No fewer than 13 marijuana bills have hit Congress in recent months, and, if passed, the vast majority of them could have vastly positive impacts on the cannabis industry. We focused on the 10 bills that fall into potentially positive territory, and two others that could bring positive or negative effects.
"I'm just a Bill. Bill Bambu, to be exact."
Potentially Positive Impact
As the name suggests, the Respect State Marijuana Laws Act would give businesses a huge boost by letting them do their business according to state laws without fear of federal agents crashing down the doors.
States’ Medical Marijuana Property Rights Act would be a boon, removing the threat of civil forfeiture actions against legal cannabis businesses. Civil forfeiture has been used in the past to result in the closing down of a number of California cannabis companies.
Another mini-boon for businesses could come from the Ending Federal Marijuana Prohibition Act, which takes cannabis off the federally controlled substances list. It would still be prohibited, however, to ship it to states where it’s still illegal. Less of a business benefit would be the continued reign of state regulations that could remain as varied and inconsistent as they are now.
The Veterans Equal Access Act could increase customer bases in legal states by OK-ing authorized medical personal to recommend medical marijuana for veterans.
The Senate and House both have similar bills that aim to put a national tax on marijuana products. The establishment of a national tax on cannabis would essentially make it legal at the federal level, possibly putting the U.S. in a prime position to emerge as a global marijuana industry leader.

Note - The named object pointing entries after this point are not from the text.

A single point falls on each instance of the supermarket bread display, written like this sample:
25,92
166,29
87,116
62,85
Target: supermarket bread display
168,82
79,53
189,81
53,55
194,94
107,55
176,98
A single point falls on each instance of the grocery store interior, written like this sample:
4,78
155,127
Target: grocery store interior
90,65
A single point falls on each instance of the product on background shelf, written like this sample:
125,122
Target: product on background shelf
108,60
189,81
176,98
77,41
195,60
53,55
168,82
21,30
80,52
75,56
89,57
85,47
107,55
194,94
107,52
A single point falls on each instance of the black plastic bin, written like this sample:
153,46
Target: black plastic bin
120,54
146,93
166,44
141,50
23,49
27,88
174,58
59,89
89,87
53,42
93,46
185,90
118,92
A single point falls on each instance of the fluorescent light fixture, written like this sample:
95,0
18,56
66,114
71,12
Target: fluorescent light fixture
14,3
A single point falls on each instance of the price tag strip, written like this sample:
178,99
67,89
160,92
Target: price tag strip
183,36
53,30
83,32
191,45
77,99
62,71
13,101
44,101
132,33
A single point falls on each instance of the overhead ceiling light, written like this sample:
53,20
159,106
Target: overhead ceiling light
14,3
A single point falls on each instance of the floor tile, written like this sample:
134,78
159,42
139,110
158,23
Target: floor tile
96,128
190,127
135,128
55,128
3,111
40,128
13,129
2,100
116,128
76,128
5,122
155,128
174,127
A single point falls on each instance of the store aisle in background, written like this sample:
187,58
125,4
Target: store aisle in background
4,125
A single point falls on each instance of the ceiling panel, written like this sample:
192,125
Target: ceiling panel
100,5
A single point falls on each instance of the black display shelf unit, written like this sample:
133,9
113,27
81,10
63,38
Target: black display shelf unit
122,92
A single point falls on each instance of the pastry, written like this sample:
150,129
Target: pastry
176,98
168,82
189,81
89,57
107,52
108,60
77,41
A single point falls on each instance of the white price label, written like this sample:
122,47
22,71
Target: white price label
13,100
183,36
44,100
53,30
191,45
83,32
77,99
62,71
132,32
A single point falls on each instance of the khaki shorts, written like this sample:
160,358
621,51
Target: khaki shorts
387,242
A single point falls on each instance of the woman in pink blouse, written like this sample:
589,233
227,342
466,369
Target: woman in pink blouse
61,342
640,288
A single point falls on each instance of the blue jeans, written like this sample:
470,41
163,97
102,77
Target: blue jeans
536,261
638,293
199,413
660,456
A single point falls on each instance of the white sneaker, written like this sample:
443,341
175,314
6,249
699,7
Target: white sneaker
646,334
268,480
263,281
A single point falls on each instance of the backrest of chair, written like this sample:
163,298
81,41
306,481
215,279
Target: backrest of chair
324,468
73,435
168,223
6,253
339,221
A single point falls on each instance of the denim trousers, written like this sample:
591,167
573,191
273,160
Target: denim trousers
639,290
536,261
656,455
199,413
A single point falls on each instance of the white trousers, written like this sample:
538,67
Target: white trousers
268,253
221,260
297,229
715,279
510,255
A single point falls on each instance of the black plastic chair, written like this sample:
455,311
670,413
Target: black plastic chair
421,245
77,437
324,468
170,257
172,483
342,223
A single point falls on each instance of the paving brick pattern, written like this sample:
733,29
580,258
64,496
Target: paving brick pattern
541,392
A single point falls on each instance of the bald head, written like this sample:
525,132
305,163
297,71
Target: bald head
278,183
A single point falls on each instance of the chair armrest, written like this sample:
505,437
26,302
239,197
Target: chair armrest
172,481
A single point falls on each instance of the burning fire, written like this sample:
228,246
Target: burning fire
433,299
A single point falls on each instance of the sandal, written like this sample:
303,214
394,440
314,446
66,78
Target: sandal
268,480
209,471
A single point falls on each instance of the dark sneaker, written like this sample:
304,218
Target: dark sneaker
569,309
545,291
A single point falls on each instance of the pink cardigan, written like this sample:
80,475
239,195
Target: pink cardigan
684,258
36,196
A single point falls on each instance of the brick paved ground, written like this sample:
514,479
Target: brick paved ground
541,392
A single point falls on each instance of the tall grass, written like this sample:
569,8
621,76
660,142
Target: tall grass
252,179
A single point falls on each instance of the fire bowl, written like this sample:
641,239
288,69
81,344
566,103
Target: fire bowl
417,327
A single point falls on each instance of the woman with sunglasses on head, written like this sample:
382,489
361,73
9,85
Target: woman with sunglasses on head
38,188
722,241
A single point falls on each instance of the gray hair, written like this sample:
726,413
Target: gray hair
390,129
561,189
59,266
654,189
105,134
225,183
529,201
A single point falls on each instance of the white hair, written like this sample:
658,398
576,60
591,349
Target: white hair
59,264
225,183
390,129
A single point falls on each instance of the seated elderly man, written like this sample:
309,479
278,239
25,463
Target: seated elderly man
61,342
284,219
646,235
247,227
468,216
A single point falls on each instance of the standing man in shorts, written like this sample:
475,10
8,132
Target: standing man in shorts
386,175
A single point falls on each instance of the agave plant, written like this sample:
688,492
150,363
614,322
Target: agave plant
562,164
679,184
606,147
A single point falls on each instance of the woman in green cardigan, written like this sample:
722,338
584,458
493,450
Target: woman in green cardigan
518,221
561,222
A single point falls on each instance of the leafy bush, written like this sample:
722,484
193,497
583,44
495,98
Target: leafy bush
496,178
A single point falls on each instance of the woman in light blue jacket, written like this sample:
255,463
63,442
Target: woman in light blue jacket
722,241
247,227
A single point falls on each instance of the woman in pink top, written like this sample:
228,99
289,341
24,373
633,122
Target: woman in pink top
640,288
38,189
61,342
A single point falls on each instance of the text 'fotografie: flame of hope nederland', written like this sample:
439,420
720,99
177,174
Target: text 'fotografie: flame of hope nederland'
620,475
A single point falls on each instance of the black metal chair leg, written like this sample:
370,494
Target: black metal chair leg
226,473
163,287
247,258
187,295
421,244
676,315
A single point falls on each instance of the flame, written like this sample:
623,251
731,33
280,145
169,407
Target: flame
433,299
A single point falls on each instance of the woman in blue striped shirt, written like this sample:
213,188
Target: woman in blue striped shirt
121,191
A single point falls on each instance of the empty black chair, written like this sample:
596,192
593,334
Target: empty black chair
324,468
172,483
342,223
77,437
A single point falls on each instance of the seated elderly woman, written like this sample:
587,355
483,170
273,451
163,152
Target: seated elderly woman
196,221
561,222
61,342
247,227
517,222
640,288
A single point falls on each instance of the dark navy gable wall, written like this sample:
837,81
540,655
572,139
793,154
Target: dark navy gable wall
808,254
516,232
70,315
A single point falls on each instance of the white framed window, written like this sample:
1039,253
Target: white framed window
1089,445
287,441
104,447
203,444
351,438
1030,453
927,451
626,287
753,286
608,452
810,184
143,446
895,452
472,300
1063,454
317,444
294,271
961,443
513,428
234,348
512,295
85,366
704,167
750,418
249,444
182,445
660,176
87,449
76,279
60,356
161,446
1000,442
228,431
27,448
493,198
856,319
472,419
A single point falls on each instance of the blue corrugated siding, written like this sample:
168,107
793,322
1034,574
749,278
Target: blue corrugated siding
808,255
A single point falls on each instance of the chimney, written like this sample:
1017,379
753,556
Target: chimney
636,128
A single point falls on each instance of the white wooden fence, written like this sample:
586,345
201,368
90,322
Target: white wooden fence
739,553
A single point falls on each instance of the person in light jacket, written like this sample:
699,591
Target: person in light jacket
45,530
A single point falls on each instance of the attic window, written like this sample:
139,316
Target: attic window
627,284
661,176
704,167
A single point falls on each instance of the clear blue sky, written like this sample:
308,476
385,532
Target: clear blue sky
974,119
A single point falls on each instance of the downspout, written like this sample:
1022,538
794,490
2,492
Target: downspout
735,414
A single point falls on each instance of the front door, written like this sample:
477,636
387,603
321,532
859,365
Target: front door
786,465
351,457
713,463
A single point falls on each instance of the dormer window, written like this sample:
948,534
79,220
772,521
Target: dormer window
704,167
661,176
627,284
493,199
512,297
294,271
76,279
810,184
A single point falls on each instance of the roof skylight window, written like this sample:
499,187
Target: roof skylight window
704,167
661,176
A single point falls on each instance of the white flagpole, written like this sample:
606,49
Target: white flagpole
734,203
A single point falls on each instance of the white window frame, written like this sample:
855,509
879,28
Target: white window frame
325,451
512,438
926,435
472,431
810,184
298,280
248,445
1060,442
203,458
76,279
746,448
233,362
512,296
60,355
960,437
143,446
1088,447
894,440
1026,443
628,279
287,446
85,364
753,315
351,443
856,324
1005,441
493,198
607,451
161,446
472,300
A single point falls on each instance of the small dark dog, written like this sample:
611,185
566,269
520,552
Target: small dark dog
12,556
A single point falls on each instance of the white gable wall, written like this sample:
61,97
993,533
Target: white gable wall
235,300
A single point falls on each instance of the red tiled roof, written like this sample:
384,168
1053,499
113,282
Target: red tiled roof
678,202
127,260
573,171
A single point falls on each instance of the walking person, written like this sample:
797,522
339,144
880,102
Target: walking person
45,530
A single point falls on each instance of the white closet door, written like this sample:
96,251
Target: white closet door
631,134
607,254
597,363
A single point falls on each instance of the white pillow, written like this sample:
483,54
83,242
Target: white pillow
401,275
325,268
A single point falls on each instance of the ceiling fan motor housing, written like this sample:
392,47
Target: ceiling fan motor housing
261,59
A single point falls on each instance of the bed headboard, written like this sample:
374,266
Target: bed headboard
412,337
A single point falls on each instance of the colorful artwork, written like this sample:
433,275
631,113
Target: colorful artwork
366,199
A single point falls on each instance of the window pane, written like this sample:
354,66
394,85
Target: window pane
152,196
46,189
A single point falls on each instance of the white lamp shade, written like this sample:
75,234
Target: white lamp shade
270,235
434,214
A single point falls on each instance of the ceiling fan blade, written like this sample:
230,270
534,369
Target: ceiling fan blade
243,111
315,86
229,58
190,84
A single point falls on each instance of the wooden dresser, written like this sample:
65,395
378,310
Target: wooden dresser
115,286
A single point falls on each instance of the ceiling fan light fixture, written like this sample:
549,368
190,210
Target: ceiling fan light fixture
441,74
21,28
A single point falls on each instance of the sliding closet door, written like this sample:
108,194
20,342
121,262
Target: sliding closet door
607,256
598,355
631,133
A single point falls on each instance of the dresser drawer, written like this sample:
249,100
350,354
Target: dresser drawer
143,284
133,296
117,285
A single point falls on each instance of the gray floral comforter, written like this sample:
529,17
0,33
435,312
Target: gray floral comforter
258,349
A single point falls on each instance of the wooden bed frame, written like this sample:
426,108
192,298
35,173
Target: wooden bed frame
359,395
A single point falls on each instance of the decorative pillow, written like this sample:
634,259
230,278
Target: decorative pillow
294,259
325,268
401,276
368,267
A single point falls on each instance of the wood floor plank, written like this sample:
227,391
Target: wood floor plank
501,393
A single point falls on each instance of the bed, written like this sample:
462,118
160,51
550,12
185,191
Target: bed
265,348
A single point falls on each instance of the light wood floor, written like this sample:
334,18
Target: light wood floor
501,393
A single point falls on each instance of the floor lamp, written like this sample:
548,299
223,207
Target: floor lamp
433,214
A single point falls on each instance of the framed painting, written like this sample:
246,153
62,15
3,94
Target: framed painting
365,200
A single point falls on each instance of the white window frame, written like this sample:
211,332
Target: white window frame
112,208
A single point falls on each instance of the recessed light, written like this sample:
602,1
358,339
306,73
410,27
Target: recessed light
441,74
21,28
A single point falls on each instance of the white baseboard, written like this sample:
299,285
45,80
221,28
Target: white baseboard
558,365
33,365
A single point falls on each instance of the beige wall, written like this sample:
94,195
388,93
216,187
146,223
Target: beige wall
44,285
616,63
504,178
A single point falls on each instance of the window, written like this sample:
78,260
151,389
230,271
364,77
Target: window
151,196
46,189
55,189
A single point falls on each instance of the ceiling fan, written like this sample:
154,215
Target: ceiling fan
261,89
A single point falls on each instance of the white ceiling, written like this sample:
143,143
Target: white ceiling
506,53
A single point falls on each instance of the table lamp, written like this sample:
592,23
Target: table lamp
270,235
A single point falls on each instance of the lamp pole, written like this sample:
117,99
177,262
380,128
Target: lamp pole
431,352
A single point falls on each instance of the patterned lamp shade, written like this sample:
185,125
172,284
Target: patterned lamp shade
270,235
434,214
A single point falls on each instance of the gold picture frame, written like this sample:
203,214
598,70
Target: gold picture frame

Similar Senate and House bills also allow cannabis companies to take standard tax deductions according to state law. Both would enable companies to receive greater profits by removing the onerous IRS Section 280E that currently severely restricts the deduction of expenses.
Another set of bills that pops up in the House and Senate is two variations of the Responsibility Addressing the Marijuana Policy Gap Act. These bills make it clear that anti-marijuana laws don’t apply to businesses or individuals complying with state marijuana laws, granting freedom to conduct business, receive banking and tax relief, and generate additional business opportunities.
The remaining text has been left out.